Taken together, the betting preferences and frequency indicate mainstream bettors might have action on one game every week or two. On the other hand, an engaged bettor is likely always in action, juggling multiple bets across multiple games every week.
Engaged Bettors Are Also More Likely To Be Mobile Bettors
The E&K report also provides some insights into how the two groups of bettors are placing wagers online.
Nearly two-thirds of mainstream bettors use laptops (32%) and desktops (32%) as their primary method for placing online sports bets. Just 27% of mainstream bettors selected mobile devices as their primary method.
On the other side of the coin, engaged bettors favored mobile devices. Mobile was the primary method for 36% of engaged bettors, with 29% selecting laptops and only 19% desktops.
Johnson doesn’t see desktop holding off mobile wagering for very long, even among mainstream bettors.

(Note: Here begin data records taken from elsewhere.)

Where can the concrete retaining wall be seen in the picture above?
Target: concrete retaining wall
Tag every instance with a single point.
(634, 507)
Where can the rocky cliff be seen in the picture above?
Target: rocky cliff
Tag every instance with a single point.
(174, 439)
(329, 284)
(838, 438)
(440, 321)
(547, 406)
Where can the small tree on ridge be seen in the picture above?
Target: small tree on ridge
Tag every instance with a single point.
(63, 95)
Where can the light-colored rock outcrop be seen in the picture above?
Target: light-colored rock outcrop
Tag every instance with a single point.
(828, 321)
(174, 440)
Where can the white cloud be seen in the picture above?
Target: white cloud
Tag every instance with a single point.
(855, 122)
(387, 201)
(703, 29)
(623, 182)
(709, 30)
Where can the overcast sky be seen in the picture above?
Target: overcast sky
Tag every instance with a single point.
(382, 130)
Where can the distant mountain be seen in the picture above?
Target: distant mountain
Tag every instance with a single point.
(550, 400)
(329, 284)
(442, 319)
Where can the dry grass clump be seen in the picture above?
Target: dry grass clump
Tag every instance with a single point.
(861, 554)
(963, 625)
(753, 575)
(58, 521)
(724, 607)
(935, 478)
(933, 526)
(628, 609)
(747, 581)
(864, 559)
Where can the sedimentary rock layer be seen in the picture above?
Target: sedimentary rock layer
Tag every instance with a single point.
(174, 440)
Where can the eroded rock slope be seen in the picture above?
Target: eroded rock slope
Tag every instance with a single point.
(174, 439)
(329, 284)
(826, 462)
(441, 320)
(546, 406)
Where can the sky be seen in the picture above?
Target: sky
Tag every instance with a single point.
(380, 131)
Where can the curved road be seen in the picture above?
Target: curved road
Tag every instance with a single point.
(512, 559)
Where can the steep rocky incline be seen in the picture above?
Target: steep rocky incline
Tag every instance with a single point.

“From New Jersey’s experience, mobile sports betting has already exceeded desktop, accounting for 80% of all betting volume,” said Johnson. “Nationwide I think desktop may be more popular with sophisticated players now betting offshore (where accessibility is not always easy) but as legal sports wagering becomes more widespread and more popular, and as mobile betting options diversify and mobile applications become more user-friendly then mobile will take off and surpass desktop permanently.”